Networking and the power of people

Found another social networking site (Ning strikes again!) on prostate cancer, but got involved as they have a group section on younger men which they clealy see as starting anywhere from 65, or 55 or 50 and on down.

I am clearly so detatched from my situation – the main thing I took from this group is that there are people younger than me (e.g. 39) and in much worse shape than me with more aggressive (gleason 9), more advance cancer than me. Having said that, there are other people who have struggled with trying to make a treatment decision like me.

It would have been good to find this site earlier as there are people whose experience it might have been good to build on – like the guy who is 58 and been on active surveillance for 6 years. I wouldn’t call it full blown “purchase regret” but it feels like I am continually having to defend my decision to get treatment and remind myself why I am doing this.

In the meantime, I should put this stuff to one side and get on with some work. Feels like I have a mistress who is constantly trying to distract me from my real life, family, friends …

Men, Women and Emotional Blackmail

The cover story in the New Scientist distracted me at work yesterday, throwing doubt on my treatment decision and reminding me of a gender issue which came up when seeing dK.

The (nano) second of doubt came from the idea that genetic tests could be used to tell “tigers” (i.e. aggressive cancers) from “pussycats”. If this test were available, then perhaps I could ultimately avoid treatment – so perhaps active surveillance is not such a bad idea if there is something worth waiting for.
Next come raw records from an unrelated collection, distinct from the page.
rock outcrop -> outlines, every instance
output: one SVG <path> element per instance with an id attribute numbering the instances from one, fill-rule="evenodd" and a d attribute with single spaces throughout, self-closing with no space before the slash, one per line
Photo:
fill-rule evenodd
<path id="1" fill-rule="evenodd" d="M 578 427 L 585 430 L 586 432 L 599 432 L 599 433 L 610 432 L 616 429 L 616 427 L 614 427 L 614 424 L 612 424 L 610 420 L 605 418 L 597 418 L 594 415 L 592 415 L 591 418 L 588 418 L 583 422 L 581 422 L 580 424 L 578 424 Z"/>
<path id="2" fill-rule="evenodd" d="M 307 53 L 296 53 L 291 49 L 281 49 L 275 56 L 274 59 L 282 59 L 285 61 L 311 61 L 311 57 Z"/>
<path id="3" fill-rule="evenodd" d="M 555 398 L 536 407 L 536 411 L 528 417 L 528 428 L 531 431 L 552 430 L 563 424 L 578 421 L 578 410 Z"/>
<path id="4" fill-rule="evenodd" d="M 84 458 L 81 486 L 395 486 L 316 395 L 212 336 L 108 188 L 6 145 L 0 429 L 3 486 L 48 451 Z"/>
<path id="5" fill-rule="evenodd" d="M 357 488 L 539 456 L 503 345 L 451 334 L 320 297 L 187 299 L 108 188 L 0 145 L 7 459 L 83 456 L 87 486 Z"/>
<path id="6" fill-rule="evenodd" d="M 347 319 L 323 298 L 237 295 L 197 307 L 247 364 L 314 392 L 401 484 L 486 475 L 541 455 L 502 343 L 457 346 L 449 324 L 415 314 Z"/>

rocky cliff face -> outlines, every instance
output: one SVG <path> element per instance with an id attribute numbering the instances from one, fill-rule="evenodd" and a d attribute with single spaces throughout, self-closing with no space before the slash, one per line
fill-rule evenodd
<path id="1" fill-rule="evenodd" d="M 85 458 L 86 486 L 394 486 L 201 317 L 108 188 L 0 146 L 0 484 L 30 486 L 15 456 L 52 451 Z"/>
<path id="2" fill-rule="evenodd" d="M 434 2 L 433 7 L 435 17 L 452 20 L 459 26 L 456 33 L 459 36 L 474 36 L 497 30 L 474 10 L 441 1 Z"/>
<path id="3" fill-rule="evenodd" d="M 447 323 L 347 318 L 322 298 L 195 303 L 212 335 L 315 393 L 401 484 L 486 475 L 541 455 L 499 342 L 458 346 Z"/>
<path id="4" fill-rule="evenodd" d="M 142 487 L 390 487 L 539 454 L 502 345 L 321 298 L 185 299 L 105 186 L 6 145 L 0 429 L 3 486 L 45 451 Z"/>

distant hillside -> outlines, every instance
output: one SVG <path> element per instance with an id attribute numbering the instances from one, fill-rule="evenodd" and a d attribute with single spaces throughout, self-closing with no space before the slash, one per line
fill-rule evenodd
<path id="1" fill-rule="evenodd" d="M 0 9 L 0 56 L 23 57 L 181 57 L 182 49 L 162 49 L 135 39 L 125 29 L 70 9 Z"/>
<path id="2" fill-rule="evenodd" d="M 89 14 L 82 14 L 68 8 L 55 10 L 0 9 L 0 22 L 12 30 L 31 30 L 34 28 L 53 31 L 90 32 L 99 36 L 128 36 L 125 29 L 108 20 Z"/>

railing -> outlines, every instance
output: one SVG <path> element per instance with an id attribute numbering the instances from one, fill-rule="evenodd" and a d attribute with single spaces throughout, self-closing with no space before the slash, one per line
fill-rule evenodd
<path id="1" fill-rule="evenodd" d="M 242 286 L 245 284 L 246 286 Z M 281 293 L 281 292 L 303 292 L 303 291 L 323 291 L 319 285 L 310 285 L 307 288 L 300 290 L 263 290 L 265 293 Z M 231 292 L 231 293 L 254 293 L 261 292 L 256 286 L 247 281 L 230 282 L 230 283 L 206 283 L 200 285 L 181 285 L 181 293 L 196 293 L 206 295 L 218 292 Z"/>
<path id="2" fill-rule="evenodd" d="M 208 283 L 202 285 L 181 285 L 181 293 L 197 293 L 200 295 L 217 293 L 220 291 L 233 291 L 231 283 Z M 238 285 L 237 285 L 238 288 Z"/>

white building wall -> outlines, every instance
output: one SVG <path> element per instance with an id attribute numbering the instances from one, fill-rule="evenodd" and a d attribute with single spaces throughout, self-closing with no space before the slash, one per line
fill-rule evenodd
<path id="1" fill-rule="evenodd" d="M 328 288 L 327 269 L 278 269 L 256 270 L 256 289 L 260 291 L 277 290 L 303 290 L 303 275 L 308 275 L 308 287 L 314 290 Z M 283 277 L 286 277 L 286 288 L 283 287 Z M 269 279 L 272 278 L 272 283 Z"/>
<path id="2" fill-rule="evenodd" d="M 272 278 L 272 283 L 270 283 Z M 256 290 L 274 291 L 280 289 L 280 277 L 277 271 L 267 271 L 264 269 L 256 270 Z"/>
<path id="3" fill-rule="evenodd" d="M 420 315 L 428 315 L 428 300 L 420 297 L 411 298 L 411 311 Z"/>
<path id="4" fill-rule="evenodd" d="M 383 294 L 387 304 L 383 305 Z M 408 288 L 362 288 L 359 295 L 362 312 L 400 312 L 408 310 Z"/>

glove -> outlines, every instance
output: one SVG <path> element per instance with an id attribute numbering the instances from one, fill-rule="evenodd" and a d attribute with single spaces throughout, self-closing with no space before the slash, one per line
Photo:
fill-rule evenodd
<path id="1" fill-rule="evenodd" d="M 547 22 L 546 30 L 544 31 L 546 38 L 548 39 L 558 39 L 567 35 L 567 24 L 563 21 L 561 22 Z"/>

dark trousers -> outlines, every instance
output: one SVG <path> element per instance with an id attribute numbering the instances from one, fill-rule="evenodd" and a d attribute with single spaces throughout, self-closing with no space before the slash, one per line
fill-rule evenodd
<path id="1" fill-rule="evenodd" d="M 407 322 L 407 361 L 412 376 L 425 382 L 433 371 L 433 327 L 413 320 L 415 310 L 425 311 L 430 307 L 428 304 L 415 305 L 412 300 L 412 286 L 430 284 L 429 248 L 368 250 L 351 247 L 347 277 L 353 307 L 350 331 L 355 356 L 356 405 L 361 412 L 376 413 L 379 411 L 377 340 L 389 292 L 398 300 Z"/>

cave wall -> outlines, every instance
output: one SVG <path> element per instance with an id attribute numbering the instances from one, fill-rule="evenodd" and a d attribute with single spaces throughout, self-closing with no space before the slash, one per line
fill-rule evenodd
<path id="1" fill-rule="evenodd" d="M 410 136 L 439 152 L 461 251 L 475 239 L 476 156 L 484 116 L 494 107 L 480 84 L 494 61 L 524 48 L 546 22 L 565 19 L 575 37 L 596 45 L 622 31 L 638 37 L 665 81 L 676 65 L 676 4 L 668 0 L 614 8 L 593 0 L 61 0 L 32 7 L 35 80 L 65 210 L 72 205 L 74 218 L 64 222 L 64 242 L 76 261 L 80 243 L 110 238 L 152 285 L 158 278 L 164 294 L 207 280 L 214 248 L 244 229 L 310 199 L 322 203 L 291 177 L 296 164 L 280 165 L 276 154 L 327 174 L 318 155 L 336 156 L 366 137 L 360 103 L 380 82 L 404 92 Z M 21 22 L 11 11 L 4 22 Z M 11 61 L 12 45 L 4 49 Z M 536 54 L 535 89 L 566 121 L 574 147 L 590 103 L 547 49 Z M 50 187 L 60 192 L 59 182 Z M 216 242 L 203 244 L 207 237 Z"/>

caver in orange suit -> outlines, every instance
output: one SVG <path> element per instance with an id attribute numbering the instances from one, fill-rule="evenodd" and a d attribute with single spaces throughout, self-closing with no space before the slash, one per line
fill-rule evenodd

But then again, how long would I have to wait for this kind of test – and would it then just tell me I had a tiger anyway?

So the doubt didn’t linger and when I spoke to nO I confirmed that I definitely wanted the brachytherapy – although something else I read raised the prospect of a different type of (High dose) brachy – but again this seemed to have its own issue. So we are all systems (almost) go – just waiting for those dates.

As for the gender issue, the New Scientist issue was discussing the fact that the same type of cancer might occur in different places in different people. So one woman’s breast cancer might be the same as another man’s prostate cancer. Which brought back memories of dK trying to persuade (brow-beat?) us into having treatment by saying wouldn’t we want treatment is Mp had breast cancer?

Talk about (attempted) emotional blackmail – this felt like a really low blow. While treatment seems to be easier for (at least for some) women now, with the advent of lumpectomies and less impact, I am sure those women faced with full/double mastecomies (particularly preventative ones for genetic reasons) take an equally long time to decide if and when to treat. I also read something somewhere (lost the link) in a research paper suggesting that the side effects of prostate treatment (i.e. impotence/incontinence) were not major – I’d like to see the authors of that study live with either.

So while I could comment (i.e. ramble on) some more about gender differences in cancer I don’t a particular axe to grind (unlike some other bloggers I have seen) – for me the key thing is don’t you just love the sensitivity of the medical profession some times!

Wait or not wait – active surveillance (again)

Saw surgeon today who would operate (i.e. perform the radical(?) prostatectomy) on me if that was the option we decided to take. Adding his opinion into the mix, we get the updated leader board (except its not – and this isn’t strictly come dancing, aka dancing with the stars) as follows:

	AS	S	EB	B
1	Y	Y	Y	-
2	-	Y	Y	-
3	Y	Y	Y	Y
4	-	Y	Y	Y
5	Y	Y	Y	Y

Thinking about active surveillance as an option (and the preferred option for low risk prostate cancer according to NICE – apart from my age – and whether or not you agree with the NICE guidelines like dK) I can see the following pros and cons to waiting:

• it might avoid treatment altogether – although the Royal Marsden study suggests the chance of unnecessary treatment is likely to be less than 30%
• it would allow us to schedule treatment for a more convenient time – but when would that be and what’s more important than your health?
• the delay might allow the development of new treatments with less bad side effects – although what treatments would these be? I guess HIFU and cryotherapy may become more accepted but we have not seen/heard positive reports on these treatments
• by delaying treatment, would this push back the time when the cancer might reoccur – but this is a rubbish argument as I am sure if I live to 75, what difference would it make if cancer reoccurred at 55 versus 65 – and this assumes a 10 year wait before treatment

All in all, while I am not in a hurry to treat, I am coming round to the view that the some treatment is much more likely to be needed than not. Who knows what the chance of avoiding treatment altogether is, but I am sure it is a lot less than the chance of having side effect free treament, particularly given the Sheffield and Malmo studies. Tried to talk about these studies with dB today but he didn’t seem that interested and like dO and dB seemed to be relying more on gut instinct. But if it works for them …

Still need to decide if formal second opinion (from outside the MDT) would be a good idea and then what kind of treatment to go for. But this is something for after Xmas I think.